そのあとは、ショッピングやコンサートだ。
ショッピングは母さんが一番楽しんでいたと思う。素材の良いラスティアラを着せ替え人形にして、様々な格好を試しては興奮していた。そのとき、僕まで巻き込まれそうになったので、全力で逃げて――その逃げ先は、父さんだった。
父と息子の二人で、そこで初めて互いの趣味について話した。
こちらのゲーム好きはもう既に伝わっているので、父さんについて詳しく探っていくと「何か新しい楽器はやれるようになったか?」と聞かれた。
掠れた記憶の底にある「雨の日、泣いている僕の為に弦楽器を弾いていた父親の背中」が掘り起こされて、いつか一緒に演奏する約束を交わした。
コンサートでは父さんのオススメするオーケストラを、ショッピングで購入した衣装を纏って、四人で静かに堪能した。
ただ、その後すぐに母さんのオススメするアイドルたちも観に行って、ラスティアラに芸能人の魅力を伝えていった。
他にも、都内の美術館で、母さんが「でも、私のラスティアラちゃんのほうが綺麗ね」と自慢したり。
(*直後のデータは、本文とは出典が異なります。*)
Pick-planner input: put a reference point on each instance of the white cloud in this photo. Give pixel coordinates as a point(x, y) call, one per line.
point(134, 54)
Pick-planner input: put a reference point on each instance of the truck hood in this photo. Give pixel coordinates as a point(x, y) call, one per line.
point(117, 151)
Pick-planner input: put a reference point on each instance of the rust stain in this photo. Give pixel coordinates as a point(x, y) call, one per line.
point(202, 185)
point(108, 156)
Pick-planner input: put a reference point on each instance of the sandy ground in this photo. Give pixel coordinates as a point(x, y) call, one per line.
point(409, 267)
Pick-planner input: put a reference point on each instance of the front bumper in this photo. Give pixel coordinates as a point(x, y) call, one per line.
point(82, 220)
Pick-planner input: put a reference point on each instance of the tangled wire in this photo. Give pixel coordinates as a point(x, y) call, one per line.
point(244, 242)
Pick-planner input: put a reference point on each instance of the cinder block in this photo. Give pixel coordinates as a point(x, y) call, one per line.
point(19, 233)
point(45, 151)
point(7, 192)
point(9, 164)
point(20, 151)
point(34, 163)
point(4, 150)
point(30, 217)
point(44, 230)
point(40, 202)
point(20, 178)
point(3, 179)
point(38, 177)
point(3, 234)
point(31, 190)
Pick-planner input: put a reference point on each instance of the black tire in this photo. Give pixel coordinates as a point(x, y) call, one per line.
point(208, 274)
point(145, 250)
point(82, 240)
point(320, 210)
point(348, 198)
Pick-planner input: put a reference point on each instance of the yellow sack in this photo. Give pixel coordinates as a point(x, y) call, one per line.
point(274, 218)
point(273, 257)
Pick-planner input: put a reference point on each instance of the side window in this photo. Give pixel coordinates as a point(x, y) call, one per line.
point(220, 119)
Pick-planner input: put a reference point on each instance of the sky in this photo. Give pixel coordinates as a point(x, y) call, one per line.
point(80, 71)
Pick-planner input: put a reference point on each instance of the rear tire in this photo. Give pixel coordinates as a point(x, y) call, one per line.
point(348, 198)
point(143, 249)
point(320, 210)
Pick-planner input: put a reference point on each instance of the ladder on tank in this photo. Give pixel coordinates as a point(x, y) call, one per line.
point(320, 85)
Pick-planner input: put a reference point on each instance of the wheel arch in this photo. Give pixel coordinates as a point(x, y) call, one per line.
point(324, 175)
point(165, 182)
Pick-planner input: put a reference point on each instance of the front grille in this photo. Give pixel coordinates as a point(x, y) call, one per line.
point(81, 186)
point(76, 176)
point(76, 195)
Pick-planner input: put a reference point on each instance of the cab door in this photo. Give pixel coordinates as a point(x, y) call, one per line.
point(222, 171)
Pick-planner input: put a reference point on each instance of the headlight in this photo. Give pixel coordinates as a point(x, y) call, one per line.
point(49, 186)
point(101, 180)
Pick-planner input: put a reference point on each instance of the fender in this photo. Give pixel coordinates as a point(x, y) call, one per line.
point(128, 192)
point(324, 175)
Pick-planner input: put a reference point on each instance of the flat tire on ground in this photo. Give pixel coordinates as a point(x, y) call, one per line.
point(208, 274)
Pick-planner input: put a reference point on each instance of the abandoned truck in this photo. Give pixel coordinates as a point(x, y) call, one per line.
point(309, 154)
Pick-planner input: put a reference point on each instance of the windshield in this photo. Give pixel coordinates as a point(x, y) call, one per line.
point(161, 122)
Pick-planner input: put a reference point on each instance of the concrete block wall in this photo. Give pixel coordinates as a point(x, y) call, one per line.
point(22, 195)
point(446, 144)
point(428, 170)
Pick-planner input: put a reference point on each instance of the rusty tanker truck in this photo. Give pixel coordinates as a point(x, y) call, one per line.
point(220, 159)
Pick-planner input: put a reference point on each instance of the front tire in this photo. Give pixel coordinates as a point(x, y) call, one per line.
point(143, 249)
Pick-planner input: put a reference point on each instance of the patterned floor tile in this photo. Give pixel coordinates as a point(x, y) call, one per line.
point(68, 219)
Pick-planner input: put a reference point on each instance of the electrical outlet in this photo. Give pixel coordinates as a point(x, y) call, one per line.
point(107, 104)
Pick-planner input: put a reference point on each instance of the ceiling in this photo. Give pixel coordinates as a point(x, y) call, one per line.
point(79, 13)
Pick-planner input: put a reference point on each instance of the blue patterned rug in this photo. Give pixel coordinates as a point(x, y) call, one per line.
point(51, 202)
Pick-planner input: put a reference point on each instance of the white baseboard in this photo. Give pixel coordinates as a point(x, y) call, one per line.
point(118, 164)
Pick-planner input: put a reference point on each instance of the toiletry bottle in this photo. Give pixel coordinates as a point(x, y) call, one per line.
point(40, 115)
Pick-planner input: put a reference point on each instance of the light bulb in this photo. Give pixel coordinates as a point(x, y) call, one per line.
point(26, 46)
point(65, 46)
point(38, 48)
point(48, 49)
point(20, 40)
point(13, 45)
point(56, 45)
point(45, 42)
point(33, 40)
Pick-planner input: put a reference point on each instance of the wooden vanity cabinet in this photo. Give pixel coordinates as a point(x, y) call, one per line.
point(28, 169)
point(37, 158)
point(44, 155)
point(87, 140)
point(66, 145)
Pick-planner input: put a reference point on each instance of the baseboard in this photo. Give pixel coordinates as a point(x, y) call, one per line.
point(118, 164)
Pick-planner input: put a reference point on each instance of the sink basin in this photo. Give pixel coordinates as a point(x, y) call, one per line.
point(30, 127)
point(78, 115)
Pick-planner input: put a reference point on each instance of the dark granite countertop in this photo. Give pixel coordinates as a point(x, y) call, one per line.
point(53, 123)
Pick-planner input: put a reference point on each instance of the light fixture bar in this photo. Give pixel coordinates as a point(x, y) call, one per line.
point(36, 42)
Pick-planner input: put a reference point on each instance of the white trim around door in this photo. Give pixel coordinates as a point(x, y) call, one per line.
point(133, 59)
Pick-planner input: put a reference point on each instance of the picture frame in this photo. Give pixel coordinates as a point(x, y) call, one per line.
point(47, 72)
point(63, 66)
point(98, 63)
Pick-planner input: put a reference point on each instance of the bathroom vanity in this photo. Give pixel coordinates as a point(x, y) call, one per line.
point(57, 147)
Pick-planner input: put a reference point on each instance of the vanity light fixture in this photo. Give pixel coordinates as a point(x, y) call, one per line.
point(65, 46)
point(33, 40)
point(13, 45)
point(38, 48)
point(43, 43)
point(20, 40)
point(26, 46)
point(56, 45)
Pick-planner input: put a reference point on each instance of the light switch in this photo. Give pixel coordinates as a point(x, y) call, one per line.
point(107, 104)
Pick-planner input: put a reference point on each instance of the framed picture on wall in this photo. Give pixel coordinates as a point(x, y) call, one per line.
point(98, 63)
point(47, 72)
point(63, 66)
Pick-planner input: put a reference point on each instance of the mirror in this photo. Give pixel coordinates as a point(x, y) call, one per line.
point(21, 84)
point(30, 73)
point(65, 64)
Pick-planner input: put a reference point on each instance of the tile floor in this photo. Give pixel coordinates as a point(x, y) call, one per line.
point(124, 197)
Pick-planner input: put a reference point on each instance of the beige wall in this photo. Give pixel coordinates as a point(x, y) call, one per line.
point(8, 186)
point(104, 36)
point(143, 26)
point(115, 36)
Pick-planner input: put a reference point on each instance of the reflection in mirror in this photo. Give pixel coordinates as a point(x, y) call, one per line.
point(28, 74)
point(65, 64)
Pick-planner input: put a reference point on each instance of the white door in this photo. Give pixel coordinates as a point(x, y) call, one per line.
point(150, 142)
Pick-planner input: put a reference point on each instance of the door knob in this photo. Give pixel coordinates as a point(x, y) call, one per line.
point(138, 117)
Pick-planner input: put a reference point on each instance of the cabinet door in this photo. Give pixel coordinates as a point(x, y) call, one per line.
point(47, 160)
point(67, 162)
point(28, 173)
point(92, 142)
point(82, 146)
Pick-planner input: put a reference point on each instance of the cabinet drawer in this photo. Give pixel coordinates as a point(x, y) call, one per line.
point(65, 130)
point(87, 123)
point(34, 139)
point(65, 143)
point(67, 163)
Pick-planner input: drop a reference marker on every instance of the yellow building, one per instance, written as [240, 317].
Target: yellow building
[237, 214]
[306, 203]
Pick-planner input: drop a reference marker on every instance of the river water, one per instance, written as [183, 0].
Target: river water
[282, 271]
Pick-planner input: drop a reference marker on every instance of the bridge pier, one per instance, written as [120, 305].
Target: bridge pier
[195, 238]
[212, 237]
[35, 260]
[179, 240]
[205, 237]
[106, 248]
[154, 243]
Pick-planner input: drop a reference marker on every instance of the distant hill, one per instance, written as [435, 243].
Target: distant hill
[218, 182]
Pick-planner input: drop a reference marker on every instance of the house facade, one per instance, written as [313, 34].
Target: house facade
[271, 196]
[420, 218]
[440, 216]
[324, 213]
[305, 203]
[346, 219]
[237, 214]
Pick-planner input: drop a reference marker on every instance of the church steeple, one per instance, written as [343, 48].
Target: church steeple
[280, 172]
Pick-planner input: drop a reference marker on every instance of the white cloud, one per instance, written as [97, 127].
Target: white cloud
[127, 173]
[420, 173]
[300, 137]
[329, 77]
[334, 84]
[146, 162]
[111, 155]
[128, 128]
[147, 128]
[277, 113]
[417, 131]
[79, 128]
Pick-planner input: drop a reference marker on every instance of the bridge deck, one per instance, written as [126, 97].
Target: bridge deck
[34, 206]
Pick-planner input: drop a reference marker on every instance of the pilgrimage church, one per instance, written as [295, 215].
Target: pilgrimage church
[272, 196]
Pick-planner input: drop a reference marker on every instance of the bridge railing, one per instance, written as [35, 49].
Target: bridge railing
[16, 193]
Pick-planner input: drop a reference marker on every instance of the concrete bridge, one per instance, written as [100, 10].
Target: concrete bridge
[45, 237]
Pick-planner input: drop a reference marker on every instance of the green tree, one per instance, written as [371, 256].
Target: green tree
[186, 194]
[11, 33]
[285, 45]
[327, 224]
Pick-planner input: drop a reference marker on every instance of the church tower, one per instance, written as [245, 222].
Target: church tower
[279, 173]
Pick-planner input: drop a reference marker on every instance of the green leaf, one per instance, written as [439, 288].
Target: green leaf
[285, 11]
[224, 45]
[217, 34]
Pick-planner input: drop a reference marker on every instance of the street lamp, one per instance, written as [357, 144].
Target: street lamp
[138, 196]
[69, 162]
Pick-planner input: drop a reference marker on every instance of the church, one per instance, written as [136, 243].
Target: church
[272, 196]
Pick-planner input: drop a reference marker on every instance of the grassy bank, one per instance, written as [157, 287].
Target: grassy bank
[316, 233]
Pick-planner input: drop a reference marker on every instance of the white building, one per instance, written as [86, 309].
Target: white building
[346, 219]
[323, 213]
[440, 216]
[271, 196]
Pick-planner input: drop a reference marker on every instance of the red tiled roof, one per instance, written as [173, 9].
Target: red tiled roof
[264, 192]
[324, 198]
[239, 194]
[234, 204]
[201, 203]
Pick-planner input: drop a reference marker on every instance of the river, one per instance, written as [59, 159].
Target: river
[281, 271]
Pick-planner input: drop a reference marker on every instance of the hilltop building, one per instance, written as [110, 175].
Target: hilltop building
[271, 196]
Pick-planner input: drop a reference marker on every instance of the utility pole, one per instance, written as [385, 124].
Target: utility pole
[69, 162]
マンションに常設されているスポーツクラブで、僕とラスティアラが異世界返りらしい運動能力を発揮したり。
本当に順調な日々が過ぎていって――
両親にとって、最初は「利用価値の高い息子と義娘を籠絡する為」という形だけの交流だったかもしれない。
――しかし、一週間後。
それだけの時間が過ぎた頃には、明らかに両親の表情は変わっていた。
特に母さんは、何でも気持ちよく楽しんでくれる『異邦人』を気に入っている様子だ。
だから、最初はモチベーションの低かったゲームでの遊びも、少しずつ両親のノリは良くなっていってくれて、いまや――
「――じゃあ、ラスティアラちゃん。次、負けたらエステよ? また一緒に行きましょうね?」
「えっ、あれ……? それ、この前も行かなかったっけ!」
いつもの自宅の広いリビングルームにて。
僕たちの背よりも大きなテレビディスプレイの前で、母さんとラスティアラはゲームコントローラーを握りながら、勝負の報酬について話していた。
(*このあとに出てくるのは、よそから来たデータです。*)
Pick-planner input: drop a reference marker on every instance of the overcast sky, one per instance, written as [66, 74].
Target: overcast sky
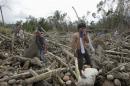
[19, 9]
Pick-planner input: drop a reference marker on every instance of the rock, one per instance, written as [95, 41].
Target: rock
[117, 82]
[66, 78]
[108, 83]
[12, 81]
[3, 84]
[110, 77]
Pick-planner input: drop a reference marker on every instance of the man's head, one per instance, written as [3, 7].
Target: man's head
[81, 26]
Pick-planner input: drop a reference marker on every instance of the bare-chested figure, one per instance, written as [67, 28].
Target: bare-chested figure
[79, 44]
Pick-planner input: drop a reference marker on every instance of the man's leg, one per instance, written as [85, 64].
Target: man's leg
[42, 55]
[80, 61]
[87, 58]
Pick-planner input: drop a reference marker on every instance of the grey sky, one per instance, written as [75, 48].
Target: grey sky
[19, 9]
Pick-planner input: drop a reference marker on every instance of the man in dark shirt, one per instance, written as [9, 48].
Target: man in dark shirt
[41, 43]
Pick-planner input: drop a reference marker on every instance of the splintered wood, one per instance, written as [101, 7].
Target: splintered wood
[20, 65]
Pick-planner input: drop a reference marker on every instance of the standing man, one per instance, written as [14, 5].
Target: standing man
[80, 41]
[41, 43]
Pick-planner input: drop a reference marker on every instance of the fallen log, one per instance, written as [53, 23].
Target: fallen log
[43, 76]
[115, 52]
[25, 74]
[58, 59]
[118, 57]
[117, 68]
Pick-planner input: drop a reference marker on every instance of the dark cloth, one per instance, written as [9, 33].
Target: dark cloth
[81, 58]
[40, 41]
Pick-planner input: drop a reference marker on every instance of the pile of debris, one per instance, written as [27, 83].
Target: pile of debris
[25, 69]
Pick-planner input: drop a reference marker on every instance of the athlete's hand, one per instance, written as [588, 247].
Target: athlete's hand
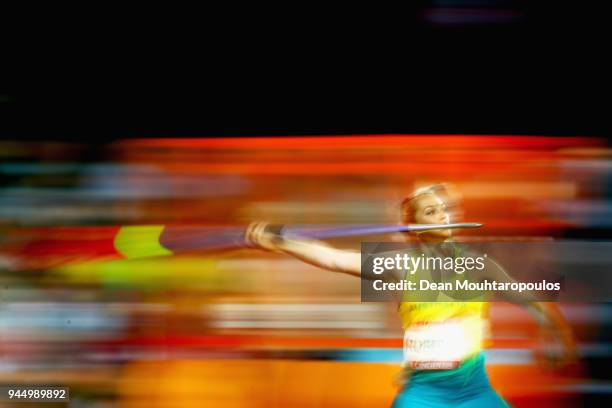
[263, 235]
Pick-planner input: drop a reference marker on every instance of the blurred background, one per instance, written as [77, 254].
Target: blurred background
[248, 328]
[209, 120]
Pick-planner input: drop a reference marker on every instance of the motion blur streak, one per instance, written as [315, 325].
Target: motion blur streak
[245, 328]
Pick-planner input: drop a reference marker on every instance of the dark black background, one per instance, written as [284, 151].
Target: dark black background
[321, 72]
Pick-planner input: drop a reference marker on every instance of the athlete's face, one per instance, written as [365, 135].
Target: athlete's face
[430, 209]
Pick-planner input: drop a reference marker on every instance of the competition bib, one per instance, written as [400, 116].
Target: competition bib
[442, 345]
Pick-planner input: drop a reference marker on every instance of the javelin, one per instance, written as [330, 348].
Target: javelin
[144, 241]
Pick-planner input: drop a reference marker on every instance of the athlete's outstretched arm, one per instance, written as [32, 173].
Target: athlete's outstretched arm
[312, 252]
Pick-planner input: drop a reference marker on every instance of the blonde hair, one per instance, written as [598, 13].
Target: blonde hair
[408, 207]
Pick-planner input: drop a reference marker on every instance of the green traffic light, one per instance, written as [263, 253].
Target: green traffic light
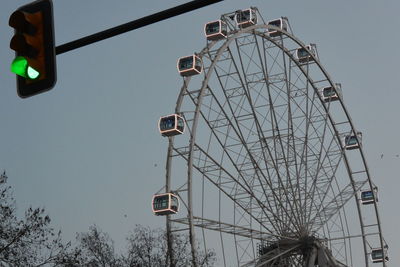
[20, 67]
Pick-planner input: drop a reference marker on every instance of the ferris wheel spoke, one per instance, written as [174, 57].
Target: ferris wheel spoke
[284, 155]
[233, 111]
[265, 155]
[281, 187]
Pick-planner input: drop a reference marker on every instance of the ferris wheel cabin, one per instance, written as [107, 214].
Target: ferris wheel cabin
[190, 65]
[280, 23]
[352, 141]
[379, 255]
[246, 18]
[329, 94]
[368, 197]
[171, 125]
[306, 54]
[216, 30]
[165, 204]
二人の距離は、異常に近い。ラスティアラは自前の「距離感の壊れている体当たりなコミュニケーション能力」によって、既に敬語を脱していた。
もちろん、親子というにはまだ足りないだろう。
しかし、もう友人と言えるほどには、二人の仲は接近していた。前にも思ったが、どちらも少し無神経で言葉選びが直球なところがあるので、話のテンションが無駄に合うのだ。
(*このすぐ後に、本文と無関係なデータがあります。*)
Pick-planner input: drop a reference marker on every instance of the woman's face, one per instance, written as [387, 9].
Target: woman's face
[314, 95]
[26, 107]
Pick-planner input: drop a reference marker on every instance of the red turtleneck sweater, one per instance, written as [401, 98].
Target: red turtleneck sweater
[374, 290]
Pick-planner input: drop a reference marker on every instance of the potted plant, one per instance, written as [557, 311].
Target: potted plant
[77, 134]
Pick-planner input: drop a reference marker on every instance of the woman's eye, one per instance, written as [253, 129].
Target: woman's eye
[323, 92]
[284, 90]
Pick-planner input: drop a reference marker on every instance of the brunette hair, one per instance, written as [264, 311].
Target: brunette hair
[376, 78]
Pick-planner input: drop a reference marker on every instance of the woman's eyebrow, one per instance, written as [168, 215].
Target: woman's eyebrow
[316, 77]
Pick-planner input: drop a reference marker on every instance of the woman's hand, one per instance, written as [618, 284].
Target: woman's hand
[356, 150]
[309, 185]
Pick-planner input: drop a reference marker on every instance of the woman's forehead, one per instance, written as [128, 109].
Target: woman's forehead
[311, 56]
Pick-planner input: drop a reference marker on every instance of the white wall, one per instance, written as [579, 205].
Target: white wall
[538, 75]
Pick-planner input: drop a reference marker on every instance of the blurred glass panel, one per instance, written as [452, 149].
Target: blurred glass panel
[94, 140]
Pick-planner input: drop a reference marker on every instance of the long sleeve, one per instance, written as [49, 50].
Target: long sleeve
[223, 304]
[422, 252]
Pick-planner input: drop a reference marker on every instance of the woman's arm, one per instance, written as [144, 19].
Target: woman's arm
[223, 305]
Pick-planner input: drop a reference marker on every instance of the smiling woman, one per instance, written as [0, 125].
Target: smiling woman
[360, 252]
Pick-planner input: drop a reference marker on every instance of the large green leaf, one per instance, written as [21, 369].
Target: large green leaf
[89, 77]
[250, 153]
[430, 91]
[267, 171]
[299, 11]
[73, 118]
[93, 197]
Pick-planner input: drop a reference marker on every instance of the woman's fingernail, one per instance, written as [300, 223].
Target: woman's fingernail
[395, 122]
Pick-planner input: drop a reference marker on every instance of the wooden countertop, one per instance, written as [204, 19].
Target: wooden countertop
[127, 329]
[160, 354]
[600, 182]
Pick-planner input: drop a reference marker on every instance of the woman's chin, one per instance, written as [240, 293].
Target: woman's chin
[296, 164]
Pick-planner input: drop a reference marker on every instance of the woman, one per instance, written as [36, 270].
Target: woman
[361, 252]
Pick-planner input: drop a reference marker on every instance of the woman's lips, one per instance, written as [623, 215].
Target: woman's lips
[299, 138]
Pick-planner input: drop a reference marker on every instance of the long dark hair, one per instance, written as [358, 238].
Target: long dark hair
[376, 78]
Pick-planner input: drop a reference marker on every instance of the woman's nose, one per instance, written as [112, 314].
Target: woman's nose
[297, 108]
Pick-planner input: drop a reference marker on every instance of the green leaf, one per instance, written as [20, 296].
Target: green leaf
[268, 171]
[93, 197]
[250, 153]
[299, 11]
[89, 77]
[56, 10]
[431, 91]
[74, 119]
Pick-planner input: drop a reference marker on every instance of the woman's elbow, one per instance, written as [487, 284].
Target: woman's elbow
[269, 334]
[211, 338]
「あれは、ただの手始めよ。スキンケアというのは、継続するのが大事なのよ? あと、それからボーカルレッスンにダンスレッスンも。まだまだやらせたいことは、たくさんあるわ」
「げげっ。ま、まだ諦めてなかったんだ……、私のげーのーじんぷろでゅーす……」
「諦めないに決まってるわ。もったいないもの。だから、常にあなたの気が変わるように、思考誘導もずっとしてるわよ?」
「だとしても、レッスンは必要ないかなーって。これでも、歌とか踊りは生まれながら得意で、大聖堂で訓練もたくさん受けてるんで! 実はプロ並!」
「センスが良いように作られてるのは、もう分かってるわ。でも、そのセンスは『異世界』向けでしょう? どれだけ上手くても、こっちの流行りが分かんないと駄目よ」
「んー。歌と踊りで楽しむのは好きだけど、レッスンは嫌だなー」
「その勉強嫌いも、早く直さないとね――」
と談笑しつつ、二人は肩を並べてゲームをする。
どこか幼少期の自分を思い出す光景だった。
だが、あのときの僕は隣の家族と、こんなに気軽に談笑はできなかった。
だから、これは幼少期に見たかった理想の光景そのものだろう。
そして、それは母娘側だけでなく、父子側もだ。
つい先ほどまで、ゲームで熱戦を繰り広げていた僕と父さんは、リビングのテーブルで向かい合って一休みをしていた。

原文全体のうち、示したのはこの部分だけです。